In this interview, Adil questions Hervé Seck, 1st year ASC (French entrance exam track) student, on joining the ESSEC MSc in Management (Grande Ecole) programme.

Life before ESSEC
Born in Paris, I went to school in the 4th district in Paris but I've lived in northern Paris and Aubervilliers (which are more underprivileged areas). It provided me with very different experiences. For instance, in primary school I was baby-sat by a woman living in our street in an apartment of 30-35 m2 with her husband and her four children. On the other hand, I had a friend living in a big apartment in downtown Paris. Those experiences have taught me to be humble and to have perspective about life and my situation, how lucky I was to live my own life, even when my parents' business went bankrupt and we had hard times. Furthermore, my father is Senegalese and the Senegalese culture runs in my blood. Not only did it contribute to the background giving me perspective, but also it has made me someone easy to get on with and who needs to enjoy himself a lot and have warm relationships.

On the Grande-Ecole programme 
What I like in the Grande-Ecole programme is that it gives me the opportunity to open my mind and do many things because I have to spend 9 months in a foreign country (exchange or internship), 18 months in a company (internships, apprenticeship), and the possibility to chose the topics I want to study during my master years. I think the most interesting thing about the programme is how both flexible and professionalising it is.

On life at ESSEC so far
So far, what I've found the most fascinating is the PCE, a real consulting mission. As soon as my first year, I'm working for SNCF, the national railway company, and it is a very concrete start in the professional world. After all these years of theoretical learning, especially coming out of a Prépa (preparatory class), I think it is essential to get into the swing of things and start practising because we are absolutely ready for that. And the more work experience we have before graduating, the better it is.

On the uniqueness of ESSEC 
In my opinion, it is rare to find a school where the student life is so intense (at least in France, from what I've heard). For the last two months, I've hardly found time to breathe! Students may develop skills through their associations and they enjoy it a lot, many events are staged... conferences, sports teams, etc. (aside courses and application for jobs). You always have something to do!

Tuesday 10 March 2015

What to expect from your first few months at ESSEC

Studying at ESSEC 

If you are an international student I advise you to attend the French training session before the course starts, even if you already have a pretty good level. These are weeks of pure enjoyment. My month typically consisted of trips to surrounding regions, salsa lessons, dinner parties and late nights in Paris. It’s sort of the calm before the storm, because when the work starts things get a bit less relaxed.

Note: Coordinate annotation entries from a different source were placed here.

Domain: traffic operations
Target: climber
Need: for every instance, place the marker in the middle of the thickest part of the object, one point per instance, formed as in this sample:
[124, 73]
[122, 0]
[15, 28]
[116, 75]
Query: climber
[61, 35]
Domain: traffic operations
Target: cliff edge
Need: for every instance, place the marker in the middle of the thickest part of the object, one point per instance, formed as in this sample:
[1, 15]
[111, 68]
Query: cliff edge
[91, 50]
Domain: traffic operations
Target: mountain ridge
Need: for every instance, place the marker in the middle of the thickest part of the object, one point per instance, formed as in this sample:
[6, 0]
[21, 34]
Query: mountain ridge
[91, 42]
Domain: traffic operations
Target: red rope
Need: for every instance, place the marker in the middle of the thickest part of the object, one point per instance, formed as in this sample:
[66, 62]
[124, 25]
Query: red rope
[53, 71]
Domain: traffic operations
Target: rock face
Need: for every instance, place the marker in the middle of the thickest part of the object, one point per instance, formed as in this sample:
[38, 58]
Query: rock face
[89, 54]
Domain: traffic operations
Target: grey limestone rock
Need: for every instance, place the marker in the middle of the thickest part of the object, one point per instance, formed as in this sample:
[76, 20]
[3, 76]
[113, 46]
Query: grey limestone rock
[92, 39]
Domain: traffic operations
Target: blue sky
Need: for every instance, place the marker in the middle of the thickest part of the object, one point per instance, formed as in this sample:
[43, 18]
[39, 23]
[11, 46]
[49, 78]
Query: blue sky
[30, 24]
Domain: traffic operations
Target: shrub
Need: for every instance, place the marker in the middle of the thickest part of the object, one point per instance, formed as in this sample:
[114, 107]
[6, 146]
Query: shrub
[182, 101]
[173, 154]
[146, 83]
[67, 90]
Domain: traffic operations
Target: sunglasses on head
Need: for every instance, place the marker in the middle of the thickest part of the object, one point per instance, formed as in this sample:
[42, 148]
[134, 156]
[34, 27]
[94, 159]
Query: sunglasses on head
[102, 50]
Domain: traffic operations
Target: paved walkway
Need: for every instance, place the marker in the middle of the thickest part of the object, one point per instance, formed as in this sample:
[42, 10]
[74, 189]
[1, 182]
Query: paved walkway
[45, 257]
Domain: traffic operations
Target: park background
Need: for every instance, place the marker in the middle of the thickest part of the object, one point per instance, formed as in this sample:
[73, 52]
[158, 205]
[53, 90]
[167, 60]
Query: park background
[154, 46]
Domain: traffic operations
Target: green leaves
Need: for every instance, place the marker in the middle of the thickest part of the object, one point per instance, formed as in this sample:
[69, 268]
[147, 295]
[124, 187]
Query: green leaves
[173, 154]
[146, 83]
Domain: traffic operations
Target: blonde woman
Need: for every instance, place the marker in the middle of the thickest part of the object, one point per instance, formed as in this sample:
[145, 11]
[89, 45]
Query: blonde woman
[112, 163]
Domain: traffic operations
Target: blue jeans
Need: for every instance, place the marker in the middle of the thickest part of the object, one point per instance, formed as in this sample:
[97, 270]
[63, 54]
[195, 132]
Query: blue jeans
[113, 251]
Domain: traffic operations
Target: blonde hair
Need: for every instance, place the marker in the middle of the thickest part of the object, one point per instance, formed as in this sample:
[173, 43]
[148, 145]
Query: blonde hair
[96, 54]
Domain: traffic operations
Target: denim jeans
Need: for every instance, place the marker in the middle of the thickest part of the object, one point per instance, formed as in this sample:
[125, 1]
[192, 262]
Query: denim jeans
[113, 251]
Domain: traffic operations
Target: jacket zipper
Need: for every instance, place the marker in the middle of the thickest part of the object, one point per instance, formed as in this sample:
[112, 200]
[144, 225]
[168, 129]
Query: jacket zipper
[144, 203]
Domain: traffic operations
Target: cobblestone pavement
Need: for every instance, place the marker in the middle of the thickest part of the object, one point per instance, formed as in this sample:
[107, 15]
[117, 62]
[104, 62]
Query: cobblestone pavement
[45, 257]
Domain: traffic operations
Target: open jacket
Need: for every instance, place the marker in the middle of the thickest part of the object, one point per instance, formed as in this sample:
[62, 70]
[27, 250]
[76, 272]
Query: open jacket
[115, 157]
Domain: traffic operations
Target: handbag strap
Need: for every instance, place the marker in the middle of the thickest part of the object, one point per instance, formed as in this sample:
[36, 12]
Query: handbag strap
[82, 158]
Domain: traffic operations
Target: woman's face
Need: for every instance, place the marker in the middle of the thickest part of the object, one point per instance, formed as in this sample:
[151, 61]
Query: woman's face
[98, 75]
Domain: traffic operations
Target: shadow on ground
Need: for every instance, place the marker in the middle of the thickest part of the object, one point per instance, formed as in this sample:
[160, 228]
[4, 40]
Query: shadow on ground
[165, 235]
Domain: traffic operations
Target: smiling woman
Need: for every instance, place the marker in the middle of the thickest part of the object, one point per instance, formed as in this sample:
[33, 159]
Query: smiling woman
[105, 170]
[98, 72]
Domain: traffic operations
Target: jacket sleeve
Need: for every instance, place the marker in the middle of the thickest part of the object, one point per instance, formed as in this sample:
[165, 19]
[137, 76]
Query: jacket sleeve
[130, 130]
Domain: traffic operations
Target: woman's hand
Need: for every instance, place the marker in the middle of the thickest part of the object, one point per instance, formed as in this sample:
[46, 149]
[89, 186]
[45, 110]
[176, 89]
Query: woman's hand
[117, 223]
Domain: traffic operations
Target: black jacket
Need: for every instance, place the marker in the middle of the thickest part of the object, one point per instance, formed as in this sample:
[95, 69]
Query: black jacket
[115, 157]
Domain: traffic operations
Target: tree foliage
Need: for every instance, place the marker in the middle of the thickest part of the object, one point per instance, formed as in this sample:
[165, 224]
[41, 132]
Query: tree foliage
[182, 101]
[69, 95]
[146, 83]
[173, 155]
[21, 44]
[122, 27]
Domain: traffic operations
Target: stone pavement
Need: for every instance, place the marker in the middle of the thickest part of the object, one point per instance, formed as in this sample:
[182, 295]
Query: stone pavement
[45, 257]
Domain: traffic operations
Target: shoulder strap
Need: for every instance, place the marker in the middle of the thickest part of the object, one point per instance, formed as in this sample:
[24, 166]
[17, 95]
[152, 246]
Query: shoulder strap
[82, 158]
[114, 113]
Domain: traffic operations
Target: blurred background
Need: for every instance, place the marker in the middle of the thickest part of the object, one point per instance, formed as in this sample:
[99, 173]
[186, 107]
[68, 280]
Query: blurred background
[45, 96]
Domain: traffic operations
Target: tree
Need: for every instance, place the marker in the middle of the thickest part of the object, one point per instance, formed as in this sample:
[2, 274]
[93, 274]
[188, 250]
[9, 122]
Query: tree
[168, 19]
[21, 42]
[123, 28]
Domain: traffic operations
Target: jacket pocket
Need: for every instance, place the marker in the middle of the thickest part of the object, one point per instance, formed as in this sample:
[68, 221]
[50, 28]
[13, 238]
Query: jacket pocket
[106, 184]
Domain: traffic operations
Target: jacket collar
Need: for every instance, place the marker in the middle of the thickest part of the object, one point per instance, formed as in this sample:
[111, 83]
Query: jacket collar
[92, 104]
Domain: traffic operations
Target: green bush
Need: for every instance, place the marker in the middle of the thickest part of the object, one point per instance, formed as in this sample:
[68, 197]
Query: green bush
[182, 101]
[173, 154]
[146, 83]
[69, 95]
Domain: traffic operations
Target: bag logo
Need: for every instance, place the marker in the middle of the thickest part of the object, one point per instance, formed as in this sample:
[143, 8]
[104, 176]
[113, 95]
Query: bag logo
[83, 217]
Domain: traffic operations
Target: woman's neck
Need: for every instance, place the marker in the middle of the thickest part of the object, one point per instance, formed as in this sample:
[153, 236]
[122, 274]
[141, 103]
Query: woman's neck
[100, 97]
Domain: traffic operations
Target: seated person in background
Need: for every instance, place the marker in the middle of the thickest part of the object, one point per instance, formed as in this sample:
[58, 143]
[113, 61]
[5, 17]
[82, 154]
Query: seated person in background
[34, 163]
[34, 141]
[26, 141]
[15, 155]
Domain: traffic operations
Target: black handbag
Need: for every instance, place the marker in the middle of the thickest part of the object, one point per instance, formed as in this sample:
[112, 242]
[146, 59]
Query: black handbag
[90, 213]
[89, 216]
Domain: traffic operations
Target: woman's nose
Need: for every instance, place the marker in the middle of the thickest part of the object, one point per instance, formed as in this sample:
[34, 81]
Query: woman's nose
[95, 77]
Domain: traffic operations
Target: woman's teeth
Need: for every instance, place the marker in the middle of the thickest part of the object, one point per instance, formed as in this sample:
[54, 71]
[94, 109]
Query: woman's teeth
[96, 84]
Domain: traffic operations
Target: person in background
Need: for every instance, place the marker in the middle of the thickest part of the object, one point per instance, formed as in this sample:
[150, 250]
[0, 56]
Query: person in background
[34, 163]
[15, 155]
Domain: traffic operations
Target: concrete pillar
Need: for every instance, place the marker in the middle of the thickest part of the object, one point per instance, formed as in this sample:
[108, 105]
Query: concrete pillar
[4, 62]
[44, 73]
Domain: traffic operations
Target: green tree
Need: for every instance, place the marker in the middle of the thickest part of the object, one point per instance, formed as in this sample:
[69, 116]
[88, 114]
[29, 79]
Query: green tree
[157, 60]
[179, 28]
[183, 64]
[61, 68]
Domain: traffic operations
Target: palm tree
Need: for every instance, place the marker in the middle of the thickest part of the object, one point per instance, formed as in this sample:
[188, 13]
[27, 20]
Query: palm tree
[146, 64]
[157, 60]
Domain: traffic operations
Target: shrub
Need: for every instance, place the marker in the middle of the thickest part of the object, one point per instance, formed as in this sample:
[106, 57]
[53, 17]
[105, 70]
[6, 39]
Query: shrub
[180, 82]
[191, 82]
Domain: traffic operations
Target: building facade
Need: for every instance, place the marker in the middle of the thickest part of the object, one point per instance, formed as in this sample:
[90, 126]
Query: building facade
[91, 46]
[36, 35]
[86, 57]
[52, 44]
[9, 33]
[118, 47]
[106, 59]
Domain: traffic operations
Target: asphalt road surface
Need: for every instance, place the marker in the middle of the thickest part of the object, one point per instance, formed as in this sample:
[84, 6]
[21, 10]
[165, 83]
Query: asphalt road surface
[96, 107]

The pre-MSc courses can be a shock to the system. Having given up maths for good at the age of 15, I found myself staring cluelessly at the blackboard in my first pre-MSc Mathematics class wondering whether the course was being taught in French or English. The content comes thick and fast, because the pre-MSc courses are designed to bring you up to the requisite level for you to complete the core courses, regardless of your pre-existing level. If you haven’t studied maths, accounting, finance, statistics, excel or micro-economics I would suggest brushing up a little before your arrival, otherwise you might find yourself playing catch up, like I did!

You have to validate 25 “UVs” to graduate from ESSEC. 1 UV is basically a class. 8 of these UVs have to consist of 8 out of the 9 available core modules. Courses are generally available in French and English but don’t worry if you’re not a fluent French speaker, it’s completely optional if you wish to classes in French.

Between January and July, I’m taking part in something called the International Sports Marketing Chair. A Chair is study track which allows students to complete research and delve deeper into their areas of interest. The International Sports Marketing Chair is completed in partnership with Adidas, Heineken and Havas and some of the field work in recent years has consisted of visiting UEFA headquarters in Switzerland, a trip to the Emirates stadium in London and attending a conference in Qatar. It’s ideal for someone who wants to work in sport, as I hope to. Some chairs are quite selective, in particular the LVMH luxury brand management chair - so it’s good to have some work experience on your CV to maximise your chances.
International Sports Marketing Chair trip to Clairefontaine, home of French football

This is just a small snapshot of some of the academic options available at the beginning of your ESSEC life. The programme is truly flexible, and after the first term you can basically study what you want, when you want, where you want!